23 of 26 people found the following review helpful
4.0 out of 5 stars
An academically oriented book., April 23 2001
By A Customer - Published on Amazon.com
This review is from: Corporate Governance (Paperback)
Would be an excellent tome for students of business. Also would be applicable for folks who are more interested in the corporate governance from a policy side. It's focus is publicly held companies, so if you're looking for a practitioners guide on how to 'get things done' in a startup world, this book doesn't address any of that.
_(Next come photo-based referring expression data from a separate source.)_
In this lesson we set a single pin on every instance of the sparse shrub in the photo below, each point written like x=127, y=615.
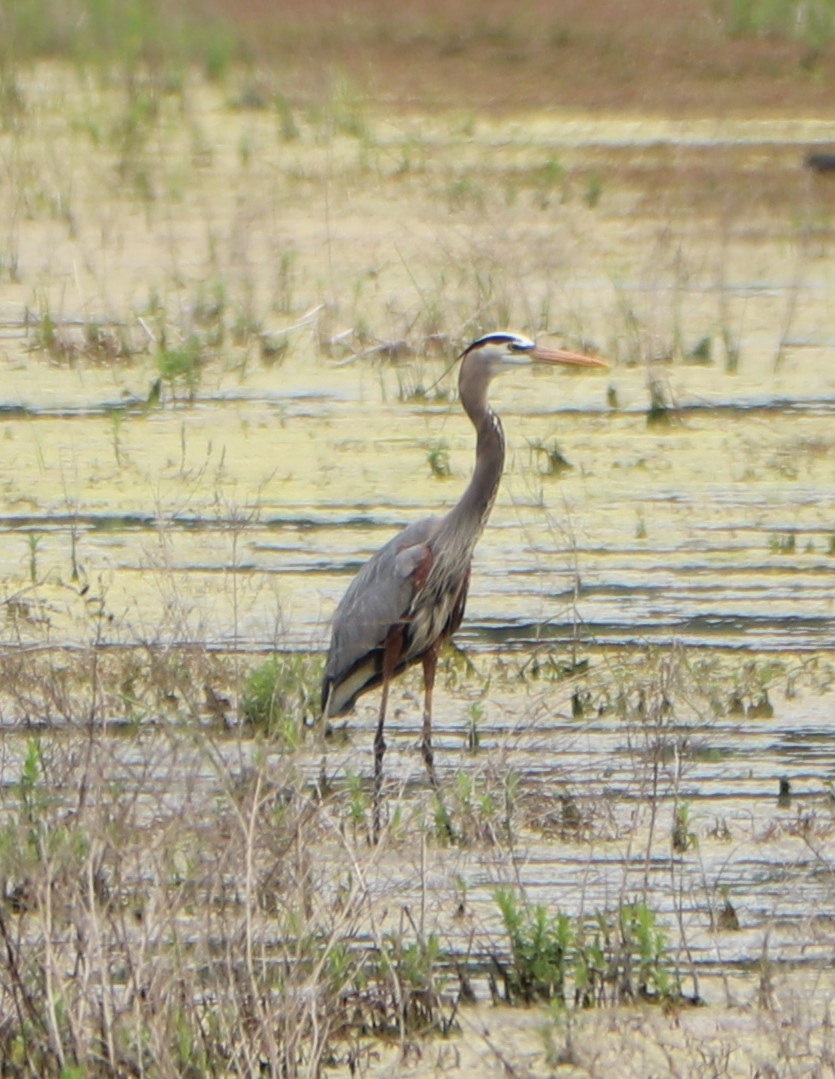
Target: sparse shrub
x=278, y=695
x=615, y=959
x=181, y=366
x=538, y=950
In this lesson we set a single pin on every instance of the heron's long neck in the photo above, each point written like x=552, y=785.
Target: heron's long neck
x=473, y=509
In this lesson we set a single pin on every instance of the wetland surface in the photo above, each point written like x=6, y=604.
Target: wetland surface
x=652, y=617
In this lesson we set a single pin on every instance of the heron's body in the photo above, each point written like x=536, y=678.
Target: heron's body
x=411, y=595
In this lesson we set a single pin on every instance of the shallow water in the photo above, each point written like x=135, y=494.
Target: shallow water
x=234, y=520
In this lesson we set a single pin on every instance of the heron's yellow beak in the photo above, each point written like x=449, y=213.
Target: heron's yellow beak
x=539, y=354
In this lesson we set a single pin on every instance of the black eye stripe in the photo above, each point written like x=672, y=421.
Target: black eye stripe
x=514, y=342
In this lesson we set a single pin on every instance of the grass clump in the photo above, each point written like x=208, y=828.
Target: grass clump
x=615, y=959
x=281, y=693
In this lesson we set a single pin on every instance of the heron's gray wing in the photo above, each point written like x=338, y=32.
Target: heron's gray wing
x=377, y=600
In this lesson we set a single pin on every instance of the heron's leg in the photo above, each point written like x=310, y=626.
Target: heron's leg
x=429, y=665
x=443, y=822
x=392, y=650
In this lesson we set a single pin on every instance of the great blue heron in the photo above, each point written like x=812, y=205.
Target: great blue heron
x=410, y=596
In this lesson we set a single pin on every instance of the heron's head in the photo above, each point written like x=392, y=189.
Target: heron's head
x=503, y=351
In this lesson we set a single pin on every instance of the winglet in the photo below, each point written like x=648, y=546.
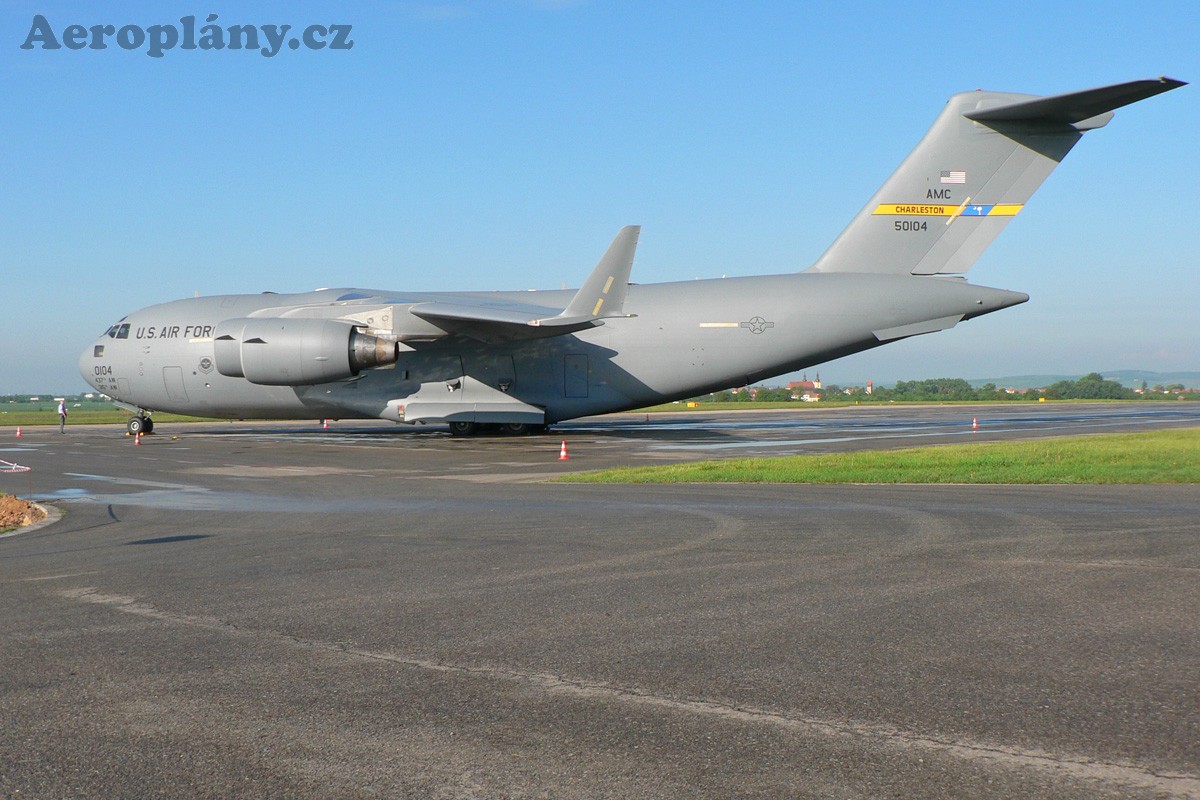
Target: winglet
x=604, y=293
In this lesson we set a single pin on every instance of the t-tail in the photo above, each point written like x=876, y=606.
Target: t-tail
x=973, y=172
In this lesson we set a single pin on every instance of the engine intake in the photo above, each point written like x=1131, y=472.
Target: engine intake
x=286, y=352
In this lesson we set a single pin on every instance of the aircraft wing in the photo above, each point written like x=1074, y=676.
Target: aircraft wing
x=603, y=295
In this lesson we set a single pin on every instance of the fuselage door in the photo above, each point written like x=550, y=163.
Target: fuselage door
x=173, y=378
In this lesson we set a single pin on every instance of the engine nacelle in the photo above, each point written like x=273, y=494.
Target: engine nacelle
x=295, y=352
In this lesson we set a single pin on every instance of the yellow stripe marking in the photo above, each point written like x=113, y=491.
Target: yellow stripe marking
x=958, y=211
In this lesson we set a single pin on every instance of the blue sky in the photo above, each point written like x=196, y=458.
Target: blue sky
x=501, y=144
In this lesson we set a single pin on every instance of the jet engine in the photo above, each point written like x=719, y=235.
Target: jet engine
x=294, y=352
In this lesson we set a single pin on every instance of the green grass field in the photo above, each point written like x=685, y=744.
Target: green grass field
x=83, y=416
x=1155, y=457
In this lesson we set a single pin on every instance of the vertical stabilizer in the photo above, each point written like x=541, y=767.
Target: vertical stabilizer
x=970, y=175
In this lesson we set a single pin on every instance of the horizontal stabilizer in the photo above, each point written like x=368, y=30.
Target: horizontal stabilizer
x=1077, y=106
x=972, y=173
x=917, y=329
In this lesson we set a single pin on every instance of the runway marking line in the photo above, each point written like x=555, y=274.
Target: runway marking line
x=1167, y=785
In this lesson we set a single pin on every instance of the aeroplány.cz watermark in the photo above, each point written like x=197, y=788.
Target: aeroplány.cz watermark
x=268, y=40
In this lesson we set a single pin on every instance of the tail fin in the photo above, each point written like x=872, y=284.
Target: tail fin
x=977, y=166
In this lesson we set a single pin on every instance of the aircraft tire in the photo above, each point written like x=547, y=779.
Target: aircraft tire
x=463, y=428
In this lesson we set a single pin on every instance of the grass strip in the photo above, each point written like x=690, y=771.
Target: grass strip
x=1153, y=457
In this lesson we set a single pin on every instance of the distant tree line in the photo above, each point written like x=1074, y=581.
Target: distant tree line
x=1091, y=386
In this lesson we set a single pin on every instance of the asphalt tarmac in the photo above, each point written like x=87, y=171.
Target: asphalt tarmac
x=246, y=611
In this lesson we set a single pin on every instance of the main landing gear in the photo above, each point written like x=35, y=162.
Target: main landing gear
x=460, y=428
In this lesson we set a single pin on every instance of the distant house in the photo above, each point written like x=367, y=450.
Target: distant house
x=805, y=390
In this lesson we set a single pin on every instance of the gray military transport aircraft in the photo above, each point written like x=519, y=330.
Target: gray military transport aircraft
x=520, y=361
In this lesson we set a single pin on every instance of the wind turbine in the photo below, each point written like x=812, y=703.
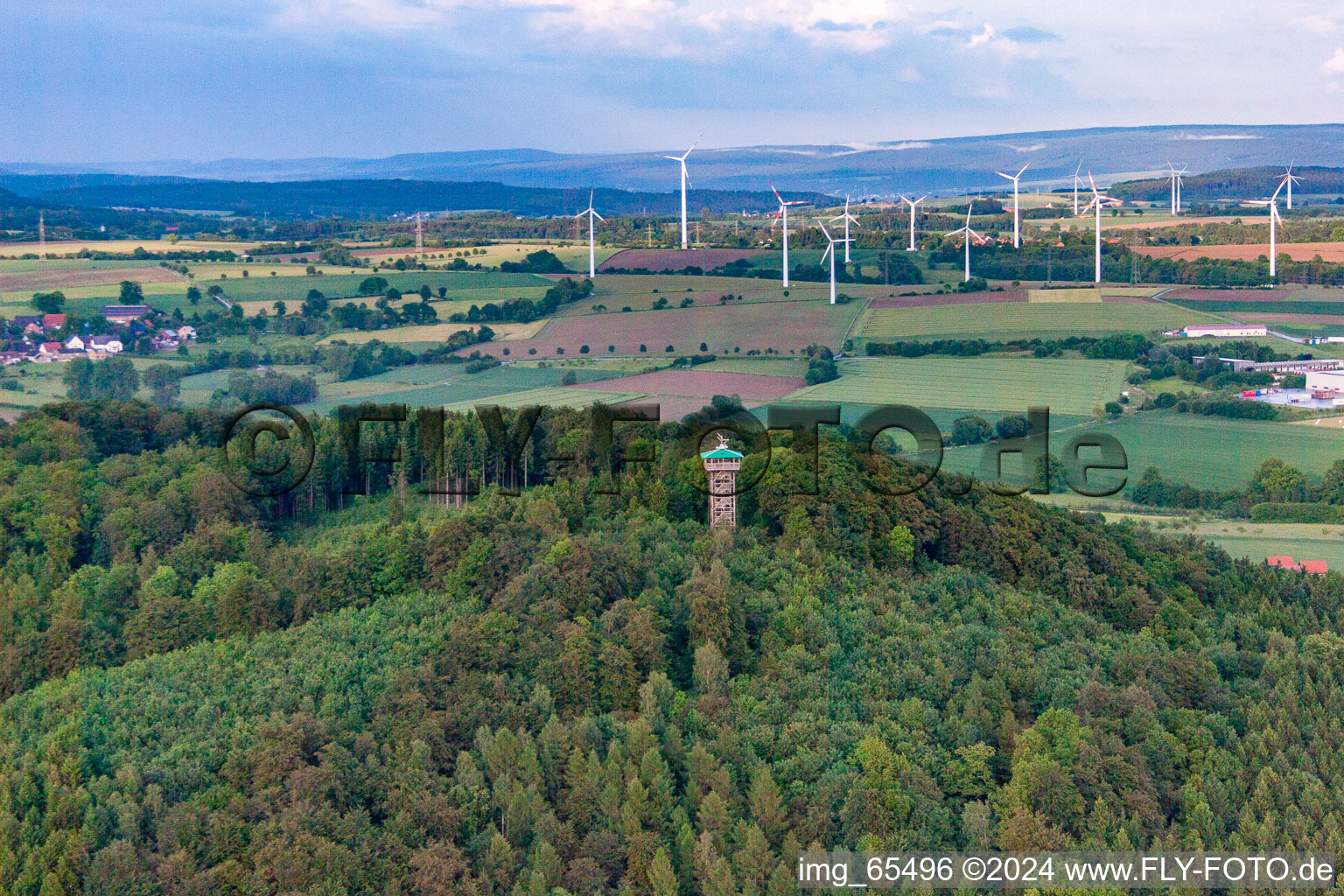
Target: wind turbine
x=1273, y=220
x=1176, y=178
x=970, y=235
x=784, y=215
x=913, y=218
x=686, y=180
x=1016, y=228
x=592, y=214
x=1098, y=200
x=845, y=218
x=831, y=250
x=1286, y=178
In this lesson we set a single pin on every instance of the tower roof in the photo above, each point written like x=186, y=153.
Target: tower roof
x=722, y=451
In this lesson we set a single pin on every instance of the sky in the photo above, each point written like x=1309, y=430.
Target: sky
x=150, y=80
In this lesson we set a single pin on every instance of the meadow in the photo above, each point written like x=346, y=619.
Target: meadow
x=449, y=384
x=780, y=326
x=1023, y=320
x=1075, y=387
x=1218, y=453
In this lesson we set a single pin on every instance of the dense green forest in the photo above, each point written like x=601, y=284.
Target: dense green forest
x=569, y=690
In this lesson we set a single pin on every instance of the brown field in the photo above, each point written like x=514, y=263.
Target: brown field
x=1249, y=251
x=952, y=298
x=1187, y=294
x=67, y=248
x=782, y=326
x=674, y=407
x=49, y=280
x=433, y=333
x=1268, y=318
x=676, y=258
x=749, y=387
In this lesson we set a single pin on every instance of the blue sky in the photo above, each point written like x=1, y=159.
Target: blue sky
x=140, y=80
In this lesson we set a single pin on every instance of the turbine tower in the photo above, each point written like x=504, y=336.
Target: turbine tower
x=1288, y=178
x=970, y=234
x=1098, y=200
x=1176, y=178
x=1016, y=225
x=1273, y=220
x=913, y=218
x=782, y=215
x=831, y=250
x=686, y=180
x=592, y=248
x=845, y=218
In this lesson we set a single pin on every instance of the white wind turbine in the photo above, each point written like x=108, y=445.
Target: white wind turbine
x=913, y=218
x=686, y=180
x=970, y=234
x=1178, y=178
x=1098, y=200
x=845, y=218
x=831, y=250
x=1286, y=178
x=782, y=215
x=1016, y=225
x=592, y=214
x=1274, y=220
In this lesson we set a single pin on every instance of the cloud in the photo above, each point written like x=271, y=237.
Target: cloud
x=1320, y=24
x=1028, y=34
x=983, y=38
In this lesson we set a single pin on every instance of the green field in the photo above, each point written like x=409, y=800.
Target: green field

That doesn't make it a bad book, it just has it's focus on public companies.
22 of 25 people found the following review helpful
3.0 out of 5 stars
Too much stuff, too little structure, Mar 7 2006
By grouchy - Published on Amazon.com
This review is from: Corporate Governance (Paperback)
I do not like this book.
1. It lacks structure. The book flows in all direction at the same time, desperately looking for a purpose.
2. The clutter is overwhelming and the 400+ pages fail to reveal the purpose of the book. I see two alternatives - a review of corporate governance directed to non-academic use or an academic textbook in corporate governance directed to advanced undergraduate and graduate students. No book can accomplish both without failing in one of the two. I believe this book is a poor, but the only, choice as a textbook in US corporate governance. Mallin's corporate governance book is in many ways superior to Monks and Minow. Blair's book explains the same problems as Monks and Minow does in 60 pages.
3. The book does not figure out the main issues in corporate governance and structure the book around them. The three ideas, ownership - monitoring - performance, the book uses are too artificial and overly simplistic and this simplicity is completely lost in the book. Actually, these three ideas are the only clear areas in the book. I would suggest the following "great themes". Ownership, management, control, performance, and stakeholders is probably a better way to look at the main areas in corporate governance that the existant.
5. The ideas of corporate governance are either "best practice" or what is "a failure". You cannot economize explanations, but the book has scores of marginal areas that seem to overwhelm and confuse the readers without belonging to "best practices" or " failures". These marginal cases, references, thoughts, and ideas make it almost impossible to understand what is the purporse of the discussion. Case in point: dealing with greenmail under the board of directors?
6. The book is long.
7. Either add more cases to the book, or offer the cases separately. Make sure that the cases are even. Having a 20 page case on GM is excellent.
8. As a trained lawayer, I have not had any problems following the book. As a finance PhD doing research in corporate governance, I have no problems following the book. But any non-lawyer or layman, is likely to find the material frustrating, overwhelming and muddy. The material is not accessible, barely understandable, and hardly beneficial to the average reader (who is very unlikely a JD with a finance PhD).